Questi erano sistemi di conservazione degli alimenti che duravano da millenni e che continuano a durare e che hanno permesso all’uomo la sua crescita (mangiate e moltiplicatevi!).

Barbara Bertolini  -   tutti i diritti riservati

martedì 5 gennaio 2010

29. Cosa portava la Befana ai bambini buoni?

Fino agli anni ’60 nelle famiglie italiane in maggioranza era la befana a portare, nella notte dell’Epifania i doni ai bambini. Babbo Natale apparteneva, allora, alle culture del Nord Europa.
La tradizione italiana, infatti, voleva che i bimbi mettessero sotto il camino una grande calza per permettere alla Befana di riempirla di doni.

Il ceto sociale faceva la differenza tra i doni ricevuti nelle case dei contadini, o di chi aveva un reddito saltuario, rispetto ai “signori”, come si diceva allora.
Rita e Angela ci hanno raccontato i loro ricchi doni ricevuti sotto il camino: bambole, trenini, e vari giochi erano decisamente il sogno degli altri bambini meno fortunati, che rimaneva, tuttavia, davvero un sogno irraggiungibile, quindi rimosso: il bambino povero non osava nemmeno desiderarli. Nella loro calza, invece, quando si svegliavano al mattino e correvano nella stanza dove troneggiava il camino (o la stufa per chi non aveva il camino) e la trovavano gonfia e traboccante di roba, era davvero una grande festa per questi ragazzini che esplodevano di felicità.

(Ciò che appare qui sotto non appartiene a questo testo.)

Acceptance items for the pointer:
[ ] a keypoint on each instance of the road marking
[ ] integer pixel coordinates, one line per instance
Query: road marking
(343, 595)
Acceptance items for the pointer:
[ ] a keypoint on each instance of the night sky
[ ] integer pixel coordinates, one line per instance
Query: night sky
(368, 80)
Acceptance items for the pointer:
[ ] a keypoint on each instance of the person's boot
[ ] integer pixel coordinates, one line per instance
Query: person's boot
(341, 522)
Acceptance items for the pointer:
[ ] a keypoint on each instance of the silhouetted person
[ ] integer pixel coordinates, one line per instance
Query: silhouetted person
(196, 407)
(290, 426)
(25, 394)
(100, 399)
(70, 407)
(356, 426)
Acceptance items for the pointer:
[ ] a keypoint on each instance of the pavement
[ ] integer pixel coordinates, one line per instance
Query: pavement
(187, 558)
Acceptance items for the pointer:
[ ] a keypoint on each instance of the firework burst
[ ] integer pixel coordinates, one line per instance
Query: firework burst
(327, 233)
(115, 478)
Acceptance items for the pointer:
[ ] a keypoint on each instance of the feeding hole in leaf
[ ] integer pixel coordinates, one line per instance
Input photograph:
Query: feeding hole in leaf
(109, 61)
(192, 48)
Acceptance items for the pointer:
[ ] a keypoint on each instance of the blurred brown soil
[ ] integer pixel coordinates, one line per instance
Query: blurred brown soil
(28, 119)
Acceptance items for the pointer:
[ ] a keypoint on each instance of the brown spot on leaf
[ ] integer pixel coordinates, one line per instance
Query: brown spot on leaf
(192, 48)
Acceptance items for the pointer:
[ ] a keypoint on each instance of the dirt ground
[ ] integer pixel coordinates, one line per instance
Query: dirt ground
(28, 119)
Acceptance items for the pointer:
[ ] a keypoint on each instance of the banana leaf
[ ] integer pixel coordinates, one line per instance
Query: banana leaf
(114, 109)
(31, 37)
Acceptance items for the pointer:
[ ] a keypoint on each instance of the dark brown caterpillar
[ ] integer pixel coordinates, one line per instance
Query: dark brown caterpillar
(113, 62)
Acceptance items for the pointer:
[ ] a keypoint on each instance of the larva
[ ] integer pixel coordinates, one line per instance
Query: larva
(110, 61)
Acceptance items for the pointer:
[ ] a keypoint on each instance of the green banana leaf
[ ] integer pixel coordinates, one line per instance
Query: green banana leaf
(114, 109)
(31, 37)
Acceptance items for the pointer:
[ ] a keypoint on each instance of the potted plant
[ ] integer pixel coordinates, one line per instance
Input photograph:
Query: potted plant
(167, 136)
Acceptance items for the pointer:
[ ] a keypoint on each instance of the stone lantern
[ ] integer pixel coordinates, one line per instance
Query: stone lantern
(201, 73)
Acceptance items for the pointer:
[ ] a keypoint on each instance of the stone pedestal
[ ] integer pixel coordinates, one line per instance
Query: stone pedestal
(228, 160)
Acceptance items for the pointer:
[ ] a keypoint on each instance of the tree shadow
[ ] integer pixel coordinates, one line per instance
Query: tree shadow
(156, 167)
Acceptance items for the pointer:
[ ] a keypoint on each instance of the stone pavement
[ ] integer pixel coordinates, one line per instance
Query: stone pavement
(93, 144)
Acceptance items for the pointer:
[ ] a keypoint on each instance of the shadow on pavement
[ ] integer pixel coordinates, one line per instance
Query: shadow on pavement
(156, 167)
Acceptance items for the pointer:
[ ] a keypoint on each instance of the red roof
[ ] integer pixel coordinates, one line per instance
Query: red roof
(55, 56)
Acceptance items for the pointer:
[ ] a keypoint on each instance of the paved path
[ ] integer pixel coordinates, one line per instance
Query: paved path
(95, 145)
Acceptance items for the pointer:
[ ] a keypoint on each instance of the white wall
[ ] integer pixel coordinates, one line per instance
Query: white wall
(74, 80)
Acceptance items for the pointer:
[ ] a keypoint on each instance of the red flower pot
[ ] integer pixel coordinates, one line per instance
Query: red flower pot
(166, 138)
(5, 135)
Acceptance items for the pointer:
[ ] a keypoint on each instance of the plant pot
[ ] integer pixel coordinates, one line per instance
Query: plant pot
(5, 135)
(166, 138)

Cosa c’era nella calza? Ho chiesto a molti di ricordare. Ed ecco il risultato:

Dal Nord o al Sud il contenuto cambiava poco. Venivano messi mandarini, portugal (che poi erano arance così chiamate sia in Emilia che a Napoli), noci, caramelle, qualche dieci lire, uno o due pacchettini di “mignin” (biscottini industriali fatti a strati che si vendono ancora al giorno d'oggi con il nome di wafer), arachidi, fichi secchi, qualche cioccolatino. Per i più poveri la calza veniva riempita con delle mele. Giochi, molto raramente, a meno di avere uno zio che ritornava dall’America. Qualche volta potevano esserci delle matite colorate, le famose “Giotto”.
Ma quello che non mancava mai sul fondo della calza, per tutti i bambini, poveri e ricchi, che durante l’anno qualche marachella l’avevano di certo commessa, era un bel pezzo di carbone, quello vero ben inteso!
Questa era la nostra Befana, che ci dava comunque una contentezza infinita. Tutta la notte avevamo cercato di stare svegli per sorprendere la vecchietta, invano. Anch’io, come Rita, mi sono fatta mettere il letto vicino al camino, ma la befana è stata più furba di me.

A casa di mia nonna, invece, c’era una tradizione molto bella per noi bambini. Essa realizzava un tortellone dolce, lungo come il tavolo della sala, farcito di noci, cacao, miele e altri ingredienti che non ricordo. Questo tortello particolare veniva cotto dal fornaio del paese, l’unico che aveva un forno adatto per cuocere una alimento così lungo.
Una volta messo in tavola ci dovevamo mettere in fila (dal più piccolo al più grande), ci venivano bendati gli occhi e ci veniva dato un coltello con cui dovevamo tagliare il tortello: mangiavamo il pezzo che eravamo riusciti a tagliare!
Che allegria, che divertimento!
Comunque, ora, meno male che l’Epifania tutte le feste le porta via!